第23話 なんとか避け

「兄さん、今日は避難所行かないの?」


 制服に既に着替えていた雪が俺に声をかけてくる。


「今日は引きこもりデーです」


 そう言って、二度寝の態勢に入る。


「なんだー。そうなら早く言ってよ」


 避難所に行く気で着替えていただろう雪から、何か文句の一つでも言われるかと思ったが全然そんなことはなかった。


 この前、雪と幸が二人で話し込んで以来何やら雪の様子がおかしい。良く言えば妙に俺に優しくなった、悪く言えばよそよそしいというか気を遣われているというか。

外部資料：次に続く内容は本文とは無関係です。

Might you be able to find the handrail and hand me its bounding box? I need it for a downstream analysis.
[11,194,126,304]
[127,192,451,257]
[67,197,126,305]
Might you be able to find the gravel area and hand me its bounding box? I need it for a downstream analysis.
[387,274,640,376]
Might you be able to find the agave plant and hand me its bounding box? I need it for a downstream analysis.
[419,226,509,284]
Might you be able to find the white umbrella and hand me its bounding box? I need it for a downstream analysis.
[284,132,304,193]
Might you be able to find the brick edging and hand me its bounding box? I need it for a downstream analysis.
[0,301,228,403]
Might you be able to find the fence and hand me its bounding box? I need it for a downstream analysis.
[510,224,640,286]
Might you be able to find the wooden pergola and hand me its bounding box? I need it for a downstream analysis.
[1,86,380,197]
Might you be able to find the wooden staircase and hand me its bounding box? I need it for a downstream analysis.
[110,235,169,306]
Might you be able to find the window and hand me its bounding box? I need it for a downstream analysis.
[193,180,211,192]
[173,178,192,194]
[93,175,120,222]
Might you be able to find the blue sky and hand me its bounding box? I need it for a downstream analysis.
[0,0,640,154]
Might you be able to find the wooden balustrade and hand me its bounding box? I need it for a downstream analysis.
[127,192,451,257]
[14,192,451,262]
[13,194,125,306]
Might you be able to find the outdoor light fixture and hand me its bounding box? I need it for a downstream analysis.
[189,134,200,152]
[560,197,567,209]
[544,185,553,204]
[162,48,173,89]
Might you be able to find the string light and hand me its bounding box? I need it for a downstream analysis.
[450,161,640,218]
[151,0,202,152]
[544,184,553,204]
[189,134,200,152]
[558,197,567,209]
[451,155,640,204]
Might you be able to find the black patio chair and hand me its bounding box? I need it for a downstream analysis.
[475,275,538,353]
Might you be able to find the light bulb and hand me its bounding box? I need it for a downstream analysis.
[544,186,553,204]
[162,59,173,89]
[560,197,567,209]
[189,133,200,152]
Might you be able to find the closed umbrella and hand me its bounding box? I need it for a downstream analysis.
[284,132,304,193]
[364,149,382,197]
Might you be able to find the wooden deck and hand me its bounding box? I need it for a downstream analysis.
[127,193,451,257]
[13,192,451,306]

 いつもだったらこの布団を引き剥がそうとするはずなのに……。


 灰色のパーカーにショートパンツに着替えた雪が戻ってきた。

 

「雪、この前何かあったのか?」


 思わず布団から出て雪に声をかける。


「うわっ、兄さんが起きた!」

「なぁ雪、この前から様子おかしくないか?」

「この前って?」

「星野と二人で話してたときあっただろ。あのとき何か言われたのか?」

「な、何にも言われてないよ!」


 目に見えて動揺がはしる雪。こりゃ何かあったなと確信めいたものがあったが、何があったかは頑なに話そうとはしなかった。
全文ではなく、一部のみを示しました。